Свою прорвавшуюся энергию Кудрин не ограничил пределами узкослужебной работы. Вспомнив свой визит в клуб он обрушился на его правление, разогнал и разворошил его и, сконструировав новое, проводил свободные часы в клубе, инструктируя и направляя работу.
Он задумал провести циклы научных и литературных докладов, сам ездил к профессорам и писателям упрашивал выступать, указывая на важность этого большого начинания.
В то же время он сам захотел прочесть в коллективе доклад на тему, связанную с ролью искусства в советской общественности. После нескольких дней раздумья он остановился на теме «Изобразительное искусство как отражение классовой культуры».
Проработав два вечера над разработкой темы, он заявил отсекру о своем намерении. Отсекр поглядел на него с некоторым недоумением.
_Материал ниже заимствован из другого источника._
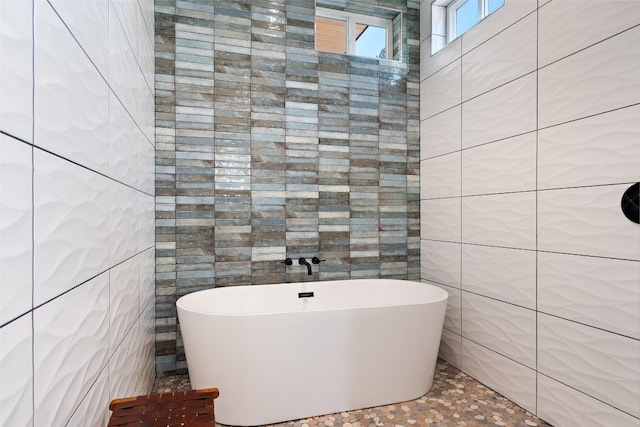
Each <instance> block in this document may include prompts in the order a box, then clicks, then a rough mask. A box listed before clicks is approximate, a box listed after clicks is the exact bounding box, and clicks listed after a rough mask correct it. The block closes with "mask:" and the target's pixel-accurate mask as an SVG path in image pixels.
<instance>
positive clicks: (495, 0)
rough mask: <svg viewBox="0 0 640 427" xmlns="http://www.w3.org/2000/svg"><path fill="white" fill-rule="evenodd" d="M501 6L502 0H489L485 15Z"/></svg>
mask: <svg viewBox="0 0 640 427" xmlns="http://www.w3.org/2000/svg"><path fill="white" fill-rule="evenodd" d="M502 6H504V0H489V11H488V12H487V15H489V14H491V13H493V12H495V11H496V10H497V9H498V8H501V7H502Z"/></svg>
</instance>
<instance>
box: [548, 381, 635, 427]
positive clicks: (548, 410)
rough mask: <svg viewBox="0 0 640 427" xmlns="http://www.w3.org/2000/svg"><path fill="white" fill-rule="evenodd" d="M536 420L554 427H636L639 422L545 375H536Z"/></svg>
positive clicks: (578, 391) (593, 398)
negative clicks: (537, 418)
mask: <svg viewBox="0 0 640 427" xmlns="http://www.w3.org/2000/svg"><path fill="white" fill-rule="evenodd" d="M537 415H538V417H540V418H542V419H544V420H545V421H547V422H549V423H551V424H553V425H554V426H580V427H602V426H616V427H637V426H638V422H639V421H638V419H637V418H634V417H632V416H630V415H629V414H625V413H624V412H622V411H619V410H617V409H615V408H613V407H611V406H609V405H607V404H605V403H602V402H600V401H599V400H597V399H594V398H592V397H590V396H587V395H586V394H583V393H580V392H579V391H576V390H574V389H572V388H571V387H567V386H566V385H564V384H562V383H559V382H557V381H554V380H553V379H551V378H549V377H546V376H544V375H538V414H537Z"/></svg>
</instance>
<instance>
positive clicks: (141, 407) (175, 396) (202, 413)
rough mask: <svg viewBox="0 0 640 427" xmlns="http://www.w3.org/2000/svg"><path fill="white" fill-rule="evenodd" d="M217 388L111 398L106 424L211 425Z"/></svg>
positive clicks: (165, 426) (199, 426)
mask: <svg viewBox="0 0 640 427" xmlns="http://www.w3.org/2000/svg"><path fill="white" fill-rule="evenodd" d="M219 395H220V393H219V392H218V389H217V388H207V389H201V390H187V391H176V392H172V393H157V394H150V395H146V396H137V397H125V398H123V399H115V400H113V401H111V403H110V404H109V409H111V410H112V411H113V413H112V414H111V418H110V419H109V425H108V426H107V427H159V426H162V427H169V426H170V427H173V426H184V427H205V426H207V427H213V426H215V425H216V421H215V415H214V410H213V399H215V398H216V397H218V396H219Z"/></svg>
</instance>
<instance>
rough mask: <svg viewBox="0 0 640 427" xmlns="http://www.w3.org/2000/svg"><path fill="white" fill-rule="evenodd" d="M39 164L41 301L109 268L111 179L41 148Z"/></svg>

— Что-то тема какая-то такая... непартийная, — сказал он меланхолично.
Кудрин удивился:
— То есть как непартийная? Почему? В общественной жизни нет ни одной темы, которая могла бы быть непартийной. А особенно тема, связанная с вопросами культуры.
Отсекр почесал пос и так же меланхолично промолвил:
— Оно так, да боюсь, что ребята скучать будут. Больно что-то отвлеченно.
Но Кудрин стоял на своем. И был неприятно поражен, когда во время доклада, внимательно наблюдая за залом, убедился в правоте отсекра.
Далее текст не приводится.